Telefon açıkçası şahsen kalın bir telefon değil, malzeme kalitesi boyutlarını unutturuyor zaten ama kasaya nasıl bir batarya sığdırılmış biraz da buna bakalım. İçerisinde 3000mAh lithium ion bir batarya bulunuyor, hızlı şarj adaptörüyle 1 saat 10 dakika gibi bir sürede şarj edebiliyorsunuz ki gayet iyi bir süre ama oluşan hızı, bu hız bu ısı derken bataryanın döngü sayısı ne durumda olur gerçekten büyük soru işareti. Günlük kullanımda ki sosyal medya takibi, mail takibi gibi rutin şeylerin yanısıra Spotify ve PowerAmp üzerinden bol bol çevrimiçi ve çevrimdışı müzik, birkaç fotoğraf ve video derken 3.5-4 saat arası bir ekran süresi elde ettim, batarya tarafında bir devrim yaşanmadığı sürece günü çıkartmak için yeterli diyebilirim, fazlası değil.
Çift bant destekli Wi-Fi modülüyle de hızlı dosya paylaşımı için 5GHz bandından faydalanmak mümkün. Bluetooth 4.2 deneyimi dosya aktarımında sıkıntısız ama mesela bluetooth hoparlöre bağlayınca ciddi ses gecikmesi oluyor. GPS’in yeterli uyduya bağlanabilmesi 20 saniye kadar sürüyor, sonrasında kopma, uçma yok.

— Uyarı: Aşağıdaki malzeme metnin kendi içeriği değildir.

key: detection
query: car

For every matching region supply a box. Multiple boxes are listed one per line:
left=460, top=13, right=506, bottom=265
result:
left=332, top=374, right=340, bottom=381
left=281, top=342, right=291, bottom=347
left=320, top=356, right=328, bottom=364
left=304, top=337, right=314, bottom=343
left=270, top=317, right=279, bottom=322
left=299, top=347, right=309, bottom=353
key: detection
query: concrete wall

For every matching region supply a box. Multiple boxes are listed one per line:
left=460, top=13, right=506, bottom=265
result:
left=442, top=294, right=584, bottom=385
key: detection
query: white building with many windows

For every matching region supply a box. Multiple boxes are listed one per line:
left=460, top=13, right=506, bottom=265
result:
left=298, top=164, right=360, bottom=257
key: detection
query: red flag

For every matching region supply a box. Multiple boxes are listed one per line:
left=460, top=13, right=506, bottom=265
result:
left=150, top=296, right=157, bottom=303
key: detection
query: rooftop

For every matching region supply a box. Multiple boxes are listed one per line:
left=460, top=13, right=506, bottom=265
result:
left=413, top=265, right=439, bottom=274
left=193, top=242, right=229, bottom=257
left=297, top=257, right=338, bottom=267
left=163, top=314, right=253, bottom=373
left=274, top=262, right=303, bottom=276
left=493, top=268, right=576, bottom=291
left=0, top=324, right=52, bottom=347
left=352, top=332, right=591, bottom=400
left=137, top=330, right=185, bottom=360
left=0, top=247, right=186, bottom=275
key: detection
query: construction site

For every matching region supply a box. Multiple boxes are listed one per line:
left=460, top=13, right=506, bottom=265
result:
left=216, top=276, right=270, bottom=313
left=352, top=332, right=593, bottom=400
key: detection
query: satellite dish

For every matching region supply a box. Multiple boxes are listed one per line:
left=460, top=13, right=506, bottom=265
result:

LeEco Le Pro 2 açıkçası son zamanlarda malzeme kalitesiyle beni en çok etkileyen telefonlardan biri oldu, elde gerçekten çok şık duruyor, çıkıntı yapan kamerasını veya ekrana içten siyah şerit atılmasını umursamıyorsunuz bile. Helio X20 yongaseti açıkçası en azından bu telefonda kağıt üstünde kalan bir yonga, AnTuTu gibi sentetik performans yazılımlarından aldığı yüksek skorlar aldatmasın, tabii hepten yavaş bir telefon değil ama 10 çekirdek meselesi ciddi pazarlama planı kokuyor. Kamera tarafında bazı konularda gerçekten tepe modelleri aratmıyor, enfes fotoğraf ve videolar çekebiliyorsunuz, bataryası da üzmüyor, günü çıkarabilmenizi sağlıyor. Type C portu elbette bir yenilik ama 3.5mm jack için dönüştürücüye mecbur kalmanız en azından müziksever biri olarak beni soğuttu. Bu videonun yayınlandığı tarih itibarıyla 240-260 dolara temin edilebilen bir telefon, vergisiydi cardı curduydu derken 900-1000TL civarına çıkıyor ama şu an Türkiye piyasasında bu fiyatla alabileceğiniz en iyi telefondan da kat kat iyi, açık ve net.
Böylelikle bir inceleme videomuzun daha sonuna gelmiş olduk, bir sonraki videoda görüşmek üzere hoşçakalın.